低い温度のキャビティをなくす事で全体の加硫時間が短縮されます。
加硫時間短縮以外のメリット
熱バランスの利点は加硫時間短縮ですが充填バランスも多大なメリットをもたらします。
アンバランスがおきている時、最初に充填されたキャビティでは他のキャビティに充填するための圧がかかり続けます、その結果フラッシュが起きたりコンパウンドがはみ出るといった現象が起こりやすくなります。このようなパーツは頻繁にバリ取りを行う必要があり金型の清掃も毎回行うことになります。
逆に最後に充填されるキャビティでは充填が不十分であったり、インサートとの密着不良のパーツが出来る恐れがあります。しっかり充填されたかった箇所には異物が体積しやすくなり、通常よりも頻繁にプレスから外して清掃しなければならなくなります。そしてプレスのセッティングは最初と最後のキャビティ間の充填具合の妥協点となり、品質管理が安全に行いにくくなります。
FillBalancer®で充填バランスを改善する事で下記の課題を克服し、加硫時間も短縮します。
○フラッシュ軽減
○作業時間の短縮 (金型洗浄時間)
○仕上げ作業の削減 (バリ処理時間)
○コンパウンド削減(フラッシュ等)
○生産サイクルの向上
○スクラップ低減
○各キャビティ間の品質バランス改善及び生産トータルでの一貫性の向上
全体的にみて,この技術は生産性を拡大させるだけではなく、同時に人件費や光熱費、原材料費やメンテナンス費用を削減し投資収益は通常、数週間または数ヶ月の間に達成されます。
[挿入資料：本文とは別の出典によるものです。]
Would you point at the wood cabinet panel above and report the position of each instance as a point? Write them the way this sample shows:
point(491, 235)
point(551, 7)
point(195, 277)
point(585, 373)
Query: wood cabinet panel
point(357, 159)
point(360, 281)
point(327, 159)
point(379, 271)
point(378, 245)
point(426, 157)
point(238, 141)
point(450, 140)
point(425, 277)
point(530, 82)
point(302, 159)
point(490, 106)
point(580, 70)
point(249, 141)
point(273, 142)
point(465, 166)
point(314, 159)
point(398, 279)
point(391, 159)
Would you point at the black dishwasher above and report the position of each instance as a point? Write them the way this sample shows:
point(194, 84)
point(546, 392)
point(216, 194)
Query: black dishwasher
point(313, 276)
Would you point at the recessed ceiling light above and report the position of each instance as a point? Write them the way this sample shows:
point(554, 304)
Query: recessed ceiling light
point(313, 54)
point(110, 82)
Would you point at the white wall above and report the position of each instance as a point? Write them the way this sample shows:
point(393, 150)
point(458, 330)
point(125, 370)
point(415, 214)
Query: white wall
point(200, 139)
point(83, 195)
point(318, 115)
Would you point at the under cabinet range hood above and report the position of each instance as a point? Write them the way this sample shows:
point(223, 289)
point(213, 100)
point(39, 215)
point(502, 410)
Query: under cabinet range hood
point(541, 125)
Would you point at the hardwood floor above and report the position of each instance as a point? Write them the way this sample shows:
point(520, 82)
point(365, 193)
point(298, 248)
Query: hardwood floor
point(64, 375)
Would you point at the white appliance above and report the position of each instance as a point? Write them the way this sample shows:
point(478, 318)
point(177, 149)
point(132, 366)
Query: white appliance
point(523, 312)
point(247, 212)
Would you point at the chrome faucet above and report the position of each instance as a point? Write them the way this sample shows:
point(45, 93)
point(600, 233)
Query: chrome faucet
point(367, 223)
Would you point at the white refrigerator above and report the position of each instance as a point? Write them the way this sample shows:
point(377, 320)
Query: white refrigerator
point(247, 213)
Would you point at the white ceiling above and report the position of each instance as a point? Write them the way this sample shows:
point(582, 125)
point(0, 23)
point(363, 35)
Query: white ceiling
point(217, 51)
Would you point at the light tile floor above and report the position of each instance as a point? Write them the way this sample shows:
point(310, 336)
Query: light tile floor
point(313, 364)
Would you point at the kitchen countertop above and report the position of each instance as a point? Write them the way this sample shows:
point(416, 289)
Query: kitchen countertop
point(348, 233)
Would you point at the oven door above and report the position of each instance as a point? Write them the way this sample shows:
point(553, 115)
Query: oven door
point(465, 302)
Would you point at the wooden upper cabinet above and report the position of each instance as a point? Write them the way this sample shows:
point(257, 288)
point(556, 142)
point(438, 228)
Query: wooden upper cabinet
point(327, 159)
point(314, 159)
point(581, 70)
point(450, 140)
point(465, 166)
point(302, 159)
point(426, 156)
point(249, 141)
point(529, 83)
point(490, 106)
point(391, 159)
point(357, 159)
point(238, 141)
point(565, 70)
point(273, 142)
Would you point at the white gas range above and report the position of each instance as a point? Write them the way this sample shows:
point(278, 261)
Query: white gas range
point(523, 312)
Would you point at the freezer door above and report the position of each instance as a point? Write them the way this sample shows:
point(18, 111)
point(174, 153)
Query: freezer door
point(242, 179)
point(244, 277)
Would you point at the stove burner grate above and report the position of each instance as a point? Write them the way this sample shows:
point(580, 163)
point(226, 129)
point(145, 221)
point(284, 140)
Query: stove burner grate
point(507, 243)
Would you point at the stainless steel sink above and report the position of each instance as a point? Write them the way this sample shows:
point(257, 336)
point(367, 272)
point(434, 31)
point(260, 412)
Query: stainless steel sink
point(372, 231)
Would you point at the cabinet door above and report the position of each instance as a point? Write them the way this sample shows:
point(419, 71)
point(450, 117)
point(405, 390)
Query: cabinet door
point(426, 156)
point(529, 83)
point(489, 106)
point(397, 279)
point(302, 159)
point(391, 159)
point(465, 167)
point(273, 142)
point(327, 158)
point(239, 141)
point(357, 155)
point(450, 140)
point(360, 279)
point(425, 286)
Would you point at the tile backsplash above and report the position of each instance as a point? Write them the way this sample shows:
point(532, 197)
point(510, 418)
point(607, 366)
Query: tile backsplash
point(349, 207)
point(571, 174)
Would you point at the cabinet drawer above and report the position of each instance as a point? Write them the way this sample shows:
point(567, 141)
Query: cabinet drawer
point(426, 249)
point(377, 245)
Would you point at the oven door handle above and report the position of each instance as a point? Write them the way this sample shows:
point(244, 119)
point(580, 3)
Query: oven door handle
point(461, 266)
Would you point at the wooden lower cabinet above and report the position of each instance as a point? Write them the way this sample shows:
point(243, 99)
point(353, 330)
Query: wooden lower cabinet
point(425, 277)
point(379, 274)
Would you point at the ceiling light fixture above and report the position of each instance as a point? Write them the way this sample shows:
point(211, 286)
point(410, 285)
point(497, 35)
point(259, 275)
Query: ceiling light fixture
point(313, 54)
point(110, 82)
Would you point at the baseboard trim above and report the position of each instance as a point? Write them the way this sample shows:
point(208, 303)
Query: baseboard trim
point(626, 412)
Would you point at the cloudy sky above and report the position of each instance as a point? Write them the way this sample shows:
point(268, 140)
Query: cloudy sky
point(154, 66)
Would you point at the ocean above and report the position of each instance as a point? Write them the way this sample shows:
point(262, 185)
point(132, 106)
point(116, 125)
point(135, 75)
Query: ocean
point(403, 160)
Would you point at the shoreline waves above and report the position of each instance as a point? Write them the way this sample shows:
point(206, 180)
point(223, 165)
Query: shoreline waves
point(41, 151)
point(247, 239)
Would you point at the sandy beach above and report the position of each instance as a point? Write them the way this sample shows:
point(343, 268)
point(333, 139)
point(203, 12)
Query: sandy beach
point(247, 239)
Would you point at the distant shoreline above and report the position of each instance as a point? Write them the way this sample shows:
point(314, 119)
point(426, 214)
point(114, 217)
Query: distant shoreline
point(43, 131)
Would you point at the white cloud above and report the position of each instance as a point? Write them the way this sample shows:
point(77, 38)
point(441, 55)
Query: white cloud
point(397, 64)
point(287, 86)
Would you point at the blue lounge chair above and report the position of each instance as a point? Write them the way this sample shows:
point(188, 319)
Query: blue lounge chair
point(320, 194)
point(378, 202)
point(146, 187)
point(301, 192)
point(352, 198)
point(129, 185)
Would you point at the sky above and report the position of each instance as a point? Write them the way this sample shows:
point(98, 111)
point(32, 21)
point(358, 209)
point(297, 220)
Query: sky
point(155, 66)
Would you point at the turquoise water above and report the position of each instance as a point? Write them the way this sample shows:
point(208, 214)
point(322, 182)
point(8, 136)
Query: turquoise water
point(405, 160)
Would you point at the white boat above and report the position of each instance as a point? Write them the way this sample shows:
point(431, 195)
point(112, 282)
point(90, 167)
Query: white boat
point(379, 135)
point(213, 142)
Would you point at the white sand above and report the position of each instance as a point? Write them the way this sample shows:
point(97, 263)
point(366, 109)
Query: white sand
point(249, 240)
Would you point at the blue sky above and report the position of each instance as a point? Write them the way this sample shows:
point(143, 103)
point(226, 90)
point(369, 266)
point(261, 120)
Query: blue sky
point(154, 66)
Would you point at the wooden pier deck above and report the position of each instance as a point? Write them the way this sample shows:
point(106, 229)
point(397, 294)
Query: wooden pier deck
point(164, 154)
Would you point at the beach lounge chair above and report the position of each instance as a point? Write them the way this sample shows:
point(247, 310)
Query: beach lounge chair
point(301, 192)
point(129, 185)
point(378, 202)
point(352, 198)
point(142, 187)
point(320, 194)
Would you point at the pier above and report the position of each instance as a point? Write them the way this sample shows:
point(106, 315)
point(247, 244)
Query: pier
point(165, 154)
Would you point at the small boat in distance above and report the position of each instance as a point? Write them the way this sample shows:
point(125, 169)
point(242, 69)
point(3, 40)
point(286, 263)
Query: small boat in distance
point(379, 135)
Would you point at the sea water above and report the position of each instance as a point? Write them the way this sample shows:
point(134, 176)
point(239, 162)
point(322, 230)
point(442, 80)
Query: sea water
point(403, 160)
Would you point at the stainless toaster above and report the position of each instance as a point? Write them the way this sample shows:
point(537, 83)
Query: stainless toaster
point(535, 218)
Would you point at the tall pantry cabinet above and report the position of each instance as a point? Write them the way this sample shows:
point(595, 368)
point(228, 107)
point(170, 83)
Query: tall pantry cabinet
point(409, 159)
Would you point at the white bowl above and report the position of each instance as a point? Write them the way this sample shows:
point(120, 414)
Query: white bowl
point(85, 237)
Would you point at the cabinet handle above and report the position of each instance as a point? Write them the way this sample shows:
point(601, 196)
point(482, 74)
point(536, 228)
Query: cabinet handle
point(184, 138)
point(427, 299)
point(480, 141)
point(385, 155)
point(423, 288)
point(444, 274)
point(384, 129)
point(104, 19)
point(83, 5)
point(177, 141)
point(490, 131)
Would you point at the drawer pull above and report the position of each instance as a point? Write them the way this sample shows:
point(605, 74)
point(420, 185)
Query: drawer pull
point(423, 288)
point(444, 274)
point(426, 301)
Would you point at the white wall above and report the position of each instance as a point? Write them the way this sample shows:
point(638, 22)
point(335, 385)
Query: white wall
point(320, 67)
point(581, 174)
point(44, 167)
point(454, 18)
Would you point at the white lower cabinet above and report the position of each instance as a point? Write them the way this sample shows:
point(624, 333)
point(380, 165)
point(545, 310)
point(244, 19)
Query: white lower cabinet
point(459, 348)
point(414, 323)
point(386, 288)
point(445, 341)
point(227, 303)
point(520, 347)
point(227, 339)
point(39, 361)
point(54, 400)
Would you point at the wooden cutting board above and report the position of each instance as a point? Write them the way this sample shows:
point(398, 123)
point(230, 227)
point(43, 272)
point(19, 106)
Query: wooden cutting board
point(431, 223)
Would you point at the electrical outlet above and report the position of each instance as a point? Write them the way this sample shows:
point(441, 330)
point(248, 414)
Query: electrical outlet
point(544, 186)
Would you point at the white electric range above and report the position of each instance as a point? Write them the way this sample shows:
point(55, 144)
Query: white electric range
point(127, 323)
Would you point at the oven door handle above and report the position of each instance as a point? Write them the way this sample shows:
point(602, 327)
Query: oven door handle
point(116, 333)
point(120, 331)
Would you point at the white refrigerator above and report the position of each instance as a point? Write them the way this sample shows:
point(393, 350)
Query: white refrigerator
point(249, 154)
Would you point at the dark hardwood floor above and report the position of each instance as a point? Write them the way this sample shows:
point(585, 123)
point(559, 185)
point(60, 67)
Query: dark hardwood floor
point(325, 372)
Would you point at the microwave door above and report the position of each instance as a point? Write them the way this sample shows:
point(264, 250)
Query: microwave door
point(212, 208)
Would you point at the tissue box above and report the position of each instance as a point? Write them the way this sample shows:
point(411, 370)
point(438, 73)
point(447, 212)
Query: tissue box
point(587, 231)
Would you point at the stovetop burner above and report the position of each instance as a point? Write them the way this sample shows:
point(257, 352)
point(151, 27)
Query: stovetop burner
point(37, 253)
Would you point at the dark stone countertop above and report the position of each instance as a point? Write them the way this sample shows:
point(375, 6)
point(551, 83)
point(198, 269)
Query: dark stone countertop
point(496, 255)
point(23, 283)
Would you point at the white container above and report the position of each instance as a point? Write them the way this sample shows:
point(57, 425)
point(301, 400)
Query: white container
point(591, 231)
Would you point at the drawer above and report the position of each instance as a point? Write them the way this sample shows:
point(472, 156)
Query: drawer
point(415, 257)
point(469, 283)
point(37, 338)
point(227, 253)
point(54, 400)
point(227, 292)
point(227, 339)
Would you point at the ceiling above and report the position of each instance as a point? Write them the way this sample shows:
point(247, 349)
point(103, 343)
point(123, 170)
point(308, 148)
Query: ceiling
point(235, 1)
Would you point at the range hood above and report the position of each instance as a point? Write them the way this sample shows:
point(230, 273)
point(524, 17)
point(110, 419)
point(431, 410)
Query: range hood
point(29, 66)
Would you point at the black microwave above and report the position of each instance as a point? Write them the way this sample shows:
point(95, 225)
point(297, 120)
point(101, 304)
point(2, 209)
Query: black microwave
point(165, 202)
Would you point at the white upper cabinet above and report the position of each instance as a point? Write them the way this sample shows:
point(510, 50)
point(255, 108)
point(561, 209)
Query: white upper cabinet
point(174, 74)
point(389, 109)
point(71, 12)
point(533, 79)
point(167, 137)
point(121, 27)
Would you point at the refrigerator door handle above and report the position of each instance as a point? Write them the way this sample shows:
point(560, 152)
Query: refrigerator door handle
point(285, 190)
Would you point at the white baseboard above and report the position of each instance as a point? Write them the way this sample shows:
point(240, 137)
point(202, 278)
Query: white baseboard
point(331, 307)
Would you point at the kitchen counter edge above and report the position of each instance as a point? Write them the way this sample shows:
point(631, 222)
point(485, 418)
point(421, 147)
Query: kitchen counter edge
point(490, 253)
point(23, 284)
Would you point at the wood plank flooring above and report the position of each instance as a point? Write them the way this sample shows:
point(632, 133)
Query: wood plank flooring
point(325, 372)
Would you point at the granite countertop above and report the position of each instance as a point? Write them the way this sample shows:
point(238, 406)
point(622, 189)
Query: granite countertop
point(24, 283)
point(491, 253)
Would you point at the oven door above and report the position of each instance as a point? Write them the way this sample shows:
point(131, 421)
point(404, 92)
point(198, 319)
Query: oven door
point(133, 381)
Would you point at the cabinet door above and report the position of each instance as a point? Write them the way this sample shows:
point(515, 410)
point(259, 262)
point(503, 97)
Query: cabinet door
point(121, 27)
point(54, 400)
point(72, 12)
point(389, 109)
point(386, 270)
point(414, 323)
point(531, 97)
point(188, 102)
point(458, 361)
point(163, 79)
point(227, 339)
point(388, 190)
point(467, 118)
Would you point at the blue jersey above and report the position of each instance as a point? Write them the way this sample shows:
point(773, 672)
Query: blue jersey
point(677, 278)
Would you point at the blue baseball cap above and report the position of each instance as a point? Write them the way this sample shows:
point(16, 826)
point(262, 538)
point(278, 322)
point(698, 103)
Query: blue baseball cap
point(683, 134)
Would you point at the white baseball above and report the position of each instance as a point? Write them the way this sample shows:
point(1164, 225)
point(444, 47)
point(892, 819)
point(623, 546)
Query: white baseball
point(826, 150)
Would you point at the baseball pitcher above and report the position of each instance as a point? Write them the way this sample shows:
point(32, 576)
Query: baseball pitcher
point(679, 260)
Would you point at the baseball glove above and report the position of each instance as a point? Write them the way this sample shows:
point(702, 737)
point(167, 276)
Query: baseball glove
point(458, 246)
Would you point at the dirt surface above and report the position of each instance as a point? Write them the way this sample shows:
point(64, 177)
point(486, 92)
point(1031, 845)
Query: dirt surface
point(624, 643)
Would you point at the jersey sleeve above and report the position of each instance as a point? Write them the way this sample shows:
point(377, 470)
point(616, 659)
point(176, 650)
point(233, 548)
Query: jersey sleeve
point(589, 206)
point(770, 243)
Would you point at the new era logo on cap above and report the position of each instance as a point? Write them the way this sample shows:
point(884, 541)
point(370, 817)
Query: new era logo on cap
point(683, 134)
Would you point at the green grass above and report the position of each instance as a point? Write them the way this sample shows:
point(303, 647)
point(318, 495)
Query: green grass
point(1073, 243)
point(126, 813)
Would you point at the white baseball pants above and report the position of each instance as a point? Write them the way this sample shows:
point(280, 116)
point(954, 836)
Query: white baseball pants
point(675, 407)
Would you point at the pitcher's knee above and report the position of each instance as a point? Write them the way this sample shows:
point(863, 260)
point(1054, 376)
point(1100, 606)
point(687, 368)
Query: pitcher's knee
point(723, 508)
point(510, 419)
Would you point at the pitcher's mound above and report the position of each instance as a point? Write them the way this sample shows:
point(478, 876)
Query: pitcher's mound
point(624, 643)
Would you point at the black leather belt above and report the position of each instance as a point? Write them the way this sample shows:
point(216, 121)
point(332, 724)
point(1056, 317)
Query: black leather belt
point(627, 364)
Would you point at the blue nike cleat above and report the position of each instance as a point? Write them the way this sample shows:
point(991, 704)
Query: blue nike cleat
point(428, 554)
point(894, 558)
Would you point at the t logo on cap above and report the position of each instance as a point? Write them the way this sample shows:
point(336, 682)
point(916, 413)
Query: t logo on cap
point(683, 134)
TurboCure® の最大の特長はTurboCureはコンパウンドの最高温度を上げるのではなく、コンパウンドの最低温度を上げるための技術でメリットとしてコンパウンドの組成に影響することなく加硫時間を短縮できる事です。
産業用アプリケーション
ブッシング
Fillbalancerを用いる事でキャビィティー間の重量バラつきが25%起きていたが、3.6%まで縮小する事に成功。
導入メリット:
○加硫時間が510秒から300秒へ。約42%改善。
○フラッシュやインサートからの漏れが減り、年間で約1350kgのコンパウンドを節約。取出時間も短縮でき更なる生産性の向上。
○バリ取り、仕上げのための人員を削減。
最後に
Turbocureを導入する事で80%近くの事例で20-60%の改善を図ることができました。
TurboCure®は用途に応じて一括または個別に適用することができる2つのモジュールからなり、60%以上の加硫時間短縮が期待できます。
コンパウンドの物性を尊重し過度のストレスやシェアを与えることなく品質を向上させます。
すべてのモジュールは特許技術に基づいておりますが僅かなライセンス料金のみでお使いいただけます。
すべてのモジュールはプロセスに簡単に取り付けることができます。